Thanks, neuro. I had put the 6D in the original mix, but felt the number of focus points would be too much of a drawback compared to the zone focussing available on the 5DIII and 7DII


----------



## DominoDude (Oct 11, 2014)

I'm inclined to agree with Neuro on this one. It seems like you would benefit more from a 5D Mark III. If it's at a local shop I would even try to twist their arm a little and say that you are offered to buy the 7D Mark II with the 24-105L for the same price as your locally offered 5D-combo. They are not going to sell at a loss anyway, so try to haggle a better deal and suggest that you might come back to buy more from them if they can get you a great deal.
Good luck!


----------



## alistairm1 (Oct 11, 2014)

Sadly it is two different suppliers. And I think the 24-105 wouldn't give me as wide an angle of view on the crop body as the 15-85 would. One time where the 1.6x works against you -(


----------



## Dylan777 (Oct 11, 2014)

neuroanatomist said:


> *Is there significantly better IQ from the 5DIII over the 7DII?*
> 
> Yes, particularly at higher ISO. That doesn't just mean low light - shooting BIF in the mornings/evenings or with clouds, I'm often at ISO 6400 to get a high enough shutter speed.
> 
> The 6D vs. 7DII would a harder choice, in this case I'd absolutely say get the 5DIII + 24-105L.



+1 with Neuro.

@ OP, I can understand your feeling toward 7D II specs. At the end, it's about owning a camera that can handle most situation.


----------



## richro (Oct 11, 2014)

To make things a bit interesting, what about a 6D+70D two body combo for a similar price?


----------



## alistairm1 (Oct 11, 2014)

SWMBO would make me sleep in the shed with the spiders if I came home with two bodies.

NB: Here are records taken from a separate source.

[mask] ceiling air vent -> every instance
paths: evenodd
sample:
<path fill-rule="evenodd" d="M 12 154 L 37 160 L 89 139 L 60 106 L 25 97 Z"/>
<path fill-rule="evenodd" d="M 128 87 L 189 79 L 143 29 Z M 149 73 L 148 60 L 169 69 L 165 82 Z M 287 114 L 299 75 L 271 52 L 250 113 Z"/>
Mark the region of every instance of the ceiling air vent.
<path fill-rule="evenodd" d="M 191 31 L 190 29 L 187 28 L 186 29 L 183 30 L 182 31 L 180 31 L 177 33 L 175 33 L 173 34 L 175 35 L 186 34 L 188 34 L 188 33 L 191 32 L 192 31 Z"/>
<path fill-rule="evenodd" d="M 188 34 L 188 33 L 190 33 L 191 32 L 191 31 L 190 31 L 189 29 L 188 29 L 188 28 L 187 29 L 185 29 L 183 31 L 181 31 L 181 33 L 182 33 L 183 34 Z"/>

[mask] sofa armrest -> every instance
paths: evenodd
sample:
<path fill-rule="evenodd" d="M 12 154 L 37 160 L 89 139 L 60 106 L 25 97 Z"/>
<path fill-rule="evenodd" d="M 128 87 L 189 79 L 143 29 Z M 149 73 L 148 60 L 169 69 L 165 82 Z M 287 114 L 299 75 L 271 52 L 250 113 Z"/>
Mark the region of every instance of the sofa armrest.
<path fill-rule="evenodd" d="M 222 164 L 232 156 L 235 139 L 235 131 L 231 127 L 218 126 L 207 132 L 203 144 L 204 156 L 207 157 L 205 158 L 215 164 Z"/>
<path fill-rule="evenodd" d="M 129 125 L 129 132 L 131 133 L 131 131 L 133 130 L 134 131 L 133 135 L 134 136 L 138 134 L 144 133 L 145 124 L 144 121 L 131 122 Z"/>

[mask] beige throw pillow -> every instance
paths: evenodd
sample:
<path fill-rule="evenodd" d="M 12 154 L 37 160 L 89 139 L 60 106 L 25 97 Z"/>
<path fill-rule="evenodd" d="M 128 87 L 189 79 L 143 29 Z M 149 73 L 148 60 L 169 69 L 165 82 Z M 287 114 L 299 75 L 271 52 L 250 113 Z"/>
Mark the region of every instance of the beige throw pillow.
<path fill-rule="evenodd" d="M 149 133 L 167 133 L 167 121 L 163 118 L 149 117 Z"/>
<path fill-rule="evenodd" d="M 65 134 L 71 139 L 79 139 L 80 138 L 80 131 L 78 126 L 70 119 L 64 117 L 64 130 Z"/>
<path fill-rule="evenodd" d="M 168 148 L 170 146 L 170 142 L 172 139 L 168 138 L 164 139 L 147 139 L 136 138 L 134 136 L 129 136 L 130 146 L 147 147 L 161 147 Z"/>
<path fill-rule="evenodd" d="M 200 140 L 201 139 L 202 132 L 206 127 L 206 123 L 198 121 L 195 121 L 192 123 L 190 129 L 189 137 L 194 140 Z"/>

Either that or she would have three bodies to dispose of ;D


----------



## dtaylor (Oct 11, 2014)

The reason the decision is hard is because they are that close. Looking at the Imaging Resource samples...

* For ISO 100-800 I would say that _after post processing_ it's a wash, just like with the prior generation (7D vs. 5D2). No one is ever going to tell the prints apart, not even you if the labels are removed. 

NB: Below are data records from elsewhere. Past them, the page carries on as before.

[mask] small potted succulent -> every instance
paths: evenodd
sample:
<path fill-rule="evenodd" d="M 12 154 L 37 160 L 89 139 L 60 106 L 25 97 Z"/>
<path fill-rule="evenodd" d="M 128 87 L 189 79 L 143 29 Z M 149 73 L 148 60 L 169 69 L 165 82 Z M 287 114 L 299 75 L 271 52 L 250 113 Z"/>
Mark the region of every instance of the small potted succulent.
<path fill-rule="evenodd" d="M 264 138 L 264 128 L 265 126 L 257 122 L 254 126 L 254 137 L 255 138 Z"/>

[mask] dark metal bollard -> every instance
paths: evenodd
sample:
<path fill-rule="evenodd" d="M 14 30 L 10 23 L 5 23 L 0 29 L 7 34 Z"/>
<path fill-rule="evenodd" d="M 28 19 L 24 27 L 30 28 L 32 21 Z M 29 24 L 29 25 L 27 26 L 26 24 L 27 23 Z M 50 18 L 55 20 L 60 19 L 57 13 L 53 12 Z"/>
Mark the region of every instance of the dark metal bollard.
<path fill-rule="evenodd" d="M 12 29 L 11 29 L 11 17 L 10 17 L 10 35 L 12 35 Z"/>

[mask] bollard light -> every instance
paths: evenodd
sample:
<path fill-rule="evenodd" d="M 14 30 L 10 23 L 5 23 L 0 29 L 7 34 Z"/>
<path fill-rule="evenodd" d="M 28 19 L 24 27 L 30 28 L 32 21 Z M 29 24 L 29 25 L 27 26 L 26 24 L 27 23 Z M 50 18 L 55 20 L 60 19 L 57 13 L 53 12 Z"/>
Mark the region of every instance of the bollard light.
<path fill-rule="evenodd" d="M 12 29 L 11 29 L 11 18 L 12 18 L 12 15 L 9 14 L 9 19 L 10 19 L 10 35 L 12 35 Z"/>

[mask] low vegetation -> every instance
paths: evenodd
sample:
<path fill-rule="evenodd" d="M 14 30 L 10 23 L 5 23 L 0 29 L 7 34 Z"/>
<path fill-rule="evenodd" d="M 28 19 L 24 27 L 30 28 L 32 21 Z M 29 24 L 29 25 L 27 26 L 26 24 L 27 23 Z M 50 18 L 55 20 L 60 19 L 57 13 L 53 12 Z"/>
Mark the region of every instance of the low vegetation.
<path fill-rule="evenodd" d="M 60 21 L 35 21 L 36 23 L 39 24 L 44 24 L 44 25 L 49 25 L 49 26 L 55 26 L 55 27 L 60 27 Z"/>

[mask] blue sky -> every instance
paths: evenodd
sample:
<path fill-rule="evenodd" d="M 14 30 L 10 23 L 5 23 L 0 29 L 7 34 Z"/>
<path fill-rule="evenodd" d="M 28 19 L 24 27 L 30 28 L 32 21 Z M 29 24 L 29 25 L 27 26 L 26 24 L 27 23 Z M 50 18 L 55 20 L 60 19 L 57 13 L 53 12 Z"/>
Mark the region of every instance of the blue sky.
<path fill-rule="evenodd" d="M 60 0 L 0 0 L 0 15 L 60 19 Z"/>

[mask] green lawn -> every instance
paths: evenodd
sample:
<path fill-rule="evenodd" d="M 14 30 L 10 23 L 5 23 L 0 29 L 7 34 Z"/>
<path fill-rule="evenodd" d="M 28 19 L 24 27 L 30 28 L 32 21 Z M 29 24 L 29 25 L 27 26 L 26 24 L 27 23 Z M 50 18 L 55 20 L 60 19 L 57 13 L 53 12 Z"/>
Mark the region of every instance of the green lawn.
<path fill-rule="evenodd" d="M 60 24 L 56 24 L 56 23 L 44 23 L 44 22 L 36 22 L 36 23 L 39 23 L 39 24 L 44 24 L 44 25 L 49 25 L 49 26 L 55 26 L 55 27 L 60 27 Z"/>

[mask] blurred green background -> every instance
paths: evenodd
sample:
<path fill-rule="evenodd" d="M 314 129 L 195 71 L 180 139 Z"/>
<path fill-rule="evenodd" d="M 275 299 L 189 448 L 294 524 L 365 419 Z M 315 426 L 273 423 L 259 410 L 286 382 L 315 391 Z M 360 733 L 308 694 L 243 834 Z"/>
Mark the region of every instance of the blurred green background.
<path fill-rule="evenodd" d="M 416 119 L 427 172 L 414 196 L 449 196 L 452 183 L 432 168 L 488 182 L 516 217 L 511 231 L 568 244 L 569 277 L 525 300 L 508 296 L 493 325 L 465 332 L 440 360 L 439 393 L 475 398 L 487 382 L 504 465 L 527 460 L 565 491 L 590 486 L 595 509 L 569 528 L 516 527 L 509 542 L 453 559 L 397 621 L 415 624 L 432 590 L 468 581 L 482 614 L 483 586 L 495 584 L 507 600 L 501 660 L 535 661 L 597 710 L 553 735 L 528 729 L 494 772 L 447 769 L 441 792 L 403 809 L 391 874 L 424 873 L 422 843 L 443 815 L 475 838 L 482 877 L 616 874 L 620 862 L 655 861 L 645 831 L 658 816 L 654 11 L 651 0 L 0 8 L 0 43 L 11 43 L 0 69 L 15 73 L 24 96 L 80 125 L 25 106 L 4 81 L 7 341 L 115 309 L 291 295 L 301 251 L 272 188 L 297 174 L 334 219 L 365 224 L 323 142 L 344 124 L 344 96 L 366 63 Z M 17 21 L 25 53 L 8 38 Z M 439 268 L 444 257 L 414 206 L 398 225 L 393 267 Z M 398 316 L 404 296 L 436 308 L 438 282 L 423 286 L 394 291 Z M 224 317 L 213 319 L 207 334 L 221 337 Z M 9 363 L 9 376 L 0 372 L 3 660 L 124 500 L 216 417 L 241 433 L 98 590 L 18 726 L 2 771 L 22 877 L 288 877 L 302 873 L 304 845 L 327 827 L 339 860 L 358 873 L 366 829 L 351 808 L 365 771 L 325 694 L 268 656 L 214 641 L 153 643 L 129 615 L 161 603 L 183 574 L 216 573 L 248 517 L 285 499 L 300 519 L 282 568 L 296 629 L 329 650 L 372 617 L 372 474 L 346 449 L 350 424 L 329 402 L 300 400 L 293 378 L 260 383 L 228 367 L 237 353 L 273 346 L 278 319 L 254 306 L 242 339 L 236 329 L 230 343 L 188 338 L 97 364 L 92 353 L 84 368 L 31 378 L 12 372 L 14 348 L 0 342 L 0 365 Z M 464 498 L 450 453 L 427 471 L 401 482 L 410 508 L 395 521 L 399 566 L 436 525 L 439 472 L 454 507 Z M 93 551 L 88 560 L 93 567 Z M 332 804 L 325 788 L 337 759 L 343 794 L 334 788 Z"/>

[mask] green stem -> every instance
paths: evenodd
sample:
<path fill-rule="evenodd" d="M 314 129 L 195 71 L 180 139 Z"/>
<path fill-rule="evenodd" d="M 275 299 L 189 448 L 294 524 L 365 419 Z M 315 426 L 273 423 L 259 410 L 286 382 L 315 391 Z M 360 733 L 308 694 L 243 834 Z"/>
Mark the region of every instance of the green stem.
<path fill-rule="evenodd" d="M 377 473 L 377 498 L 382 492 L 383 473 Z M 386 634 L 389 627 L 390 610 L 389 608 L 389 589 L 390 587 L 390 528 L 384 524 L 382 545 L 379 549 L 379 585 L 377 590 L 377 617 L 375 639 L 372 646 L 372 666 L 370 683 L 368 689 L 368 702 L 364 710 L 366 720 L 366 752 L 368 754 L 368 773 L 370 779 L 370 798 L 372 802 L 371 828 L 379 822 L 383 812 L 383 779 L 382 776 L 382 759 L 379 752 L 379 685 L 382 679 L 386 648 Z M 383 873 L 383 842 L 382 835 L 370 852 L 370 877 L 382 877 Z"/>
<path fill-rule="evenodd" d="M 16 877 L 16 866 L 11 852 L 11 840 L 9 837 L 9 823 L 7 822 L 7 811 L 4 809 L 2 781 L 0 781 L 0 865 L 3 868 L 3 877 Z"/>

* Pixel peeping ISO 3200 I see higher IQ in the 5D3 shot even after processing the 7D2 shot. At 50%? Differences are pretty small, and at this MP size (7D2 scaled to match 5D3) that's a 20x30 print. You could pick them apart, but the difference just isn't that large. (That's an improvement over the last generation. I never would have said this about the 7D vs. 5D2, not at that print size.)

* ISO 6400 is where the 5D3 really starts to pull ahead. Judging from the various sample shots around the web, I think the 7D2 will be usable for smaller prints (8x12; 13x19) at ISO 6400 and even 12800, for most subject matter (particularly the target market, sports). But the FF bodies will clearly show an advantage here, and go even higher.

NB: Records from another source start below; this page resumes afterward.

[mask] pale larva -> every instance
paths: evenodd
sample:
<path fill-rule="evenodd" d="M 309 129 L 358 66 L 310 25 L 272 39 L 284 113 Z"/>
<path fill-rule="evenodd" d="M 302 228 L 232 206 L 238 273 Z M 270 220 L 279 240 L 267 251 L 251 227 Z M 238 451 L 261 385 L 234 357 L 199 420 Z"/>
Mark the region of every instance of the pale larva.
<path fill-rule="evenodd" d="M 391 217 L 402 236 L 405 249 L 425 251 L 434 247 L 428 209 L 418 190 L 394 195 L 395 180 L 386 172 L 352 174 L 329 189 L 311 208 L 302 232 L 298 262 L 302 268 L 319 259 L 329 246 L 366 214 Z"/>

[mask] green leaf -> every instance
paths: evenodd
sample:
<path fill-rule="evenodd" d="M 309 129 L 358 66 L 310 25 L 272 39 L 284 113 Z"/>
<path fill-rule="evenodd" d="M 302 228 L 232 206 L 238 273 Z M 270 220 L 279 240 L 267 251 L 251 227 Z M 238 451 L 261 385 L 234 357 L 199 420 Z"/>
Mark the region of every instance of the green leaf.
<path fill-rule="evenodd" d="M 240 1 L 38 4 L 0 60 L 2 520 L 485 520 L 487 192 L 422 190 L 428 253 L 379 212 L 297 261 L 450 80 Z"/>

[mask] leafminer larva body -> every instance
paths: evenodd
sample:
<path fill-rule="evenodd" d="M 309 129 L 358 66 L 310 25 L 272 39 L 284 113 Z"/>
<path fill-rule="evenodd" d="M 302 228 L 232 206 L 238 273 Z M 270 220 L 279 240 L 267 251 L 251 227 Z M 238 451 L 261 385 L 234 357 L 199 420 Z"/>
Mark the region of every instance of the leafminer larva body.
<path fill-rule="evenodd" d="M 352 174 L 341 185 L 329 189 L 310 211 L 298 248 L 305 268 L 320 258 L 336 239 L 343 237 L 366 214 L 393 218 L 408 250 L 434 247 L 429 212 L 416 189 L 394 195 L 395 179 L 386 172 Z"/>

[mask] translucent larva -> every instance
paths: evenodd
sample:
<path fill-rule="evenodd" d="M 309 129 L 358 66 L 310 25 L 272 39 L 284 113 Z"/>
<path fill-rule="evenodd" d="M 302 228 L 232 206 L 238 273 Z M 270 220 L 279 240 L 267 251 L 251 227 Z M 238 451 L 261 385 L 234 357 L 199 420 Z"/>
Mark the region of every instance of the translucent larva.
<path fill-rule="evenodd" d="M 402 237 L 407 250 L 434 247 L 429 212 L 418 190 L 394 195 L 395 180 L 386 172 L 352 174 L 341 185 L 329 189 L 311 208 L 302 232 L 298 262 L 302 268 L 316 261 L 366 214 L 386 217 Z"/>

So you have to decide what ISOs you shoot at, and whether you want/need better IQ at high ISOs or more fps. Keep in mind your workflow and common print sizes. SOOC the differences are larger. And if you never print larger then 8x12...I'm not sure it ever matters.


----------



## neuroanatomist (Oct 11, 2014)

dtaylor said:


> The reason the decision is hard is because they are that close. Looking at the Imaging Resource samples...
> 
> * For ISO 100-800 I would say that _after post processing_ it's a wash, just like with the prior generation (7D vs. 5D2). No one is ever going to tell the prints apart, not even you if the labels are removed..
> 
> So you have to decide what ISOs you shoot at, and whether you want/need better IQ at high ISOs or more fps. Keep in mind your workflow and common print sizes. SOOC the differences are larger. And if you never print larger then 8x12...I'm not sure it ever matters.



I recommend a bit of caution when interpreting static test scenes like those from IR. They keep lighting and aperture constant, while varying shutter speed and ISO. In low light with longer shutter speeds, the relative impact of noise sources is different so the results may be slightly more applicable to fast action in decent light than to true low light. 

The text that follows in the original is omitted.